Keyword-only. Sync. Both methods return MaskResult. Failures raise
MaskGenerationError (subclass of MaskingError); the MCP boundary
maps these to MASKING_ERROR (recoverable).
Result shape¶
@dataclass(frozen=True)
class MaskResult:
png_bytes: bytes # 8-bit grayscale PNG, target=255 / outside=0 (ADR-021)
generator: str # "coarse_agent" | "sam_provider" | ...
prompt: str | None # refinement prompt used; None on first generation
target: str # the descriptor that produced this mask
Caller registers via
chemigram.core.versioning.masks.register_mask; PNG bytes are
content-addressed in the per-image objects/ store.
Error categories¶
| Exception | When | MCP code |
|---|---|---|
MaskGenerationError |
Sampling declined; descriptor invalid; provider can't produce a mask | MASKING_ERROR (recoverable) |
MaskFormatError |
Produced bytes aren't a valid PNG | MASKING_ERROR (typically not recoverable) |
Sampling-based pattern¶
CoarseAgentProvider is the canonical bundled implementation. It splits
two concerns: an injected ask_agent callable that produces a region
descriptor ({bbox, polygon_hint?, confidence}), and a pure-Pillow
rasterizer that converts the descriptor to a grayscale PNG matching the
render's dimensions. The split keeps chemigram.core.masking free of
any mcp SDK import — the production wiring of the sampling round-trip
lives in the MCP layer (#18).
Async path¶
Reserved for a follow-up RFC. v0.4.0 sync is sufficient because the agent-orchestrated mask generation already overlaps with previous-turn inference latency.
Rationale¶
- Sync over async: the provider sits behind one MCP tool call; the cost of awaiting completion is bounded by the agent's own response latency. Adding async surface area without evidence of a bottleneck is YAGNI.
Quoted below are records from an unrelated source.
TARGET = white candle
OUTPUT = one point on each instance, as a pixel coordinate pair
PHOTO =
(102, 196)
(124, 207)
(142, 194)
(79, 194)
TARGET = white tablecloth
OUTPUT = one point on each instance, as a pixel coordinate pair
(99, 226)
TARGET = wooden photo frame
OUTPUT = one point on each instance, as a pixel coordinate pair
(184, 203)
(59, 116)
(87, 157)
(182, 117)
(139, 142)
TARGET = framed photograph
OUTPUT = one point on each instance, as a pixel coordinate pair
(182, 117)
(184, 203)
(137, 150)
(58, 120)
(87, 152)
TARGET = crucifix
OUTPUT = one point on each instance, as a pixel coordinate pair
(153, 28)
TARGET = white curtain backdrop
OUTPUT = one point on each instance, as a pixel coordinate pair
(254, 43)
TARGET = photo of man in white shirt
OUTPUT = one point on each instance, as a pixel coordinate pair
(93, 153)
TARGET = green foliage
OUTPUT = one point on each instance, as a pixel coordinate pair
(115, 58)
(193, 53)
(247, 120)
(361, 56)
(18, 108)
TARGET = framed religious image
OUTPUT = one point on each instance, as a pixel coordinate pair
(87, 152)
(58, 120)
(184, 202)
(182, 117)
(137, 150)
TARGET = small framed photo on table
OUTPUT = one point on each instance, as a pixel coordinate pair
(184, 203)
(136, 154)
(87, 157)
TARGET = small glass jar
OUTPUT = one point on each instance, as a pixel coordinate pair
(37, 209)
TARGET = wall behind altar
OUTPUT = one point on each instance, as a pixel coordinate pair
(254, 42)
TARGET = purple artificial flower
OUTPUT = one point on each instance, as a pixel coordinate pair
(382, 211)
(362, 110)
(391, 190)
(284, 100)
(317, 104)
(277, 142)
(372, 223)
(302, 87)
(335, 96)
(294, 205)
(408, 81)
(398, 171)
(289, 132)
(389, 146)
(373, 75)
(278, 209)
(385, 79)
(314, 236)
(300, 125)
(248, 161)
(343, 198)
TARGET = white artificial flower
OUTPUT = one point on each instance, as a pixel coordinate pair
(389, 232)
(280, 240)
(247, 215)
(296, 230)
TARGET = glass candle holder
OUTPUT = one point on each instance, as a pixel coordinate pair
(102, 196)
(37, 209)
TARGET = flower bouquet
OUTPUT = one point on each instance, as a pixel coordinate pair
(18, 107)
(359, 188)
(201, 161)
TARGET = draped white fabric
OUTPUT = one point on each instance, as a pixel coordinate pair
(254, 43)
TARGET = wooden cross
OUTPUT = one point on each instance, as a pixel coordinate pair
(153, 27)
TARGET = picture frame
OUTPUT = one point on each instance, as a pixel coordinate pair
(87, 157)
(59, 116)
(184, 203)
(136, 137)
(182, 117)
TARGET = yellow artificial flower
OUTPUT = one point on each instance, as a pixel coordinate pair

- Keyword-only args: prevents argument-position breakage when
third-party providers (e.g.,
chemigram-masker-sam) implement the Protocol. - PNG bytes in
MaskResult, not a path: the registry is content- addressed; making bytes the contract avoids each provider needing filesystem semantics. generatorstring, not class identity: registry records carry it for provenance; serializable; cross-process portable.
Alternatives considered¶
- Async-only Protocol — rejected: forces every caller into the async transport even for trivial in-process providers. Sync + run-in- thread for slow providers is cleaner for v1.
- Stream of partial masks — rejected: agent-orchestrated mask generation is one-shot per turn. Streaming would only help if a provider could yield progressively-refined masks during sampling, and no current provider does.
- Single
maskmethod withprior_mask: bytes | None = None— rejected: separates first-gen vs refinement paths so providers that treat them differently (e.g., SAM with prompt expansion) don't have to branch internally onprior_mask is None. - Return only PNG bytes — rejected: registry needs
generatorandpromptfor provenance;targetis useful when an agent passes a registered mask name and we recover the descriptor.
Consequences¶
Positive:
- Provider implementations are simple to write and to test in
isolation; the rasterizer + descriptor split keeps the bundled default
close to the BYOA frontier (no PyTorch).
- Sibling project chemigram-masker-sam (Phase 4) implements the same
Protocol — substituting providers is a one-line build_server(masker=...)
change.
Negative:
- Sync API blocks the MCP server's event loop during generation. v0.4.0
uses MCP sampling which is itself async-driven; the bundled provider
marshals via anyio.run internally where needed.
- MaskResult doesn't carry a confidence score. Agents can ask for it
via the descriptor schema; if confidence becomes a registry-level
concern, a follow-up ADR adds the field.
Implementation notes¶
chemigram.core.masking.__init__— Protocol +MaskResult+ exception hierarchy.chemigram.core.masking.coarse_agent—CoarseAgentProvider,AgentRequest,AskAgent+ the_rasterizehelper.chemigram.mcp.tools.masks._generate_mask/_regenerate_mask— consumes aMaskingProviderviaToolContext.masker.chemigram.mcp.server.build_server(masker=...)— production wiring point.chemigram.mcp._test_harness— accepts a fake masker for tests.- Test evidence:
tests/integration/mcp/test_full_session_with_masks.pyexercises generate → list → apply(mask_override) → regenerate end-to- end through MCP with a fake sampling-based masker.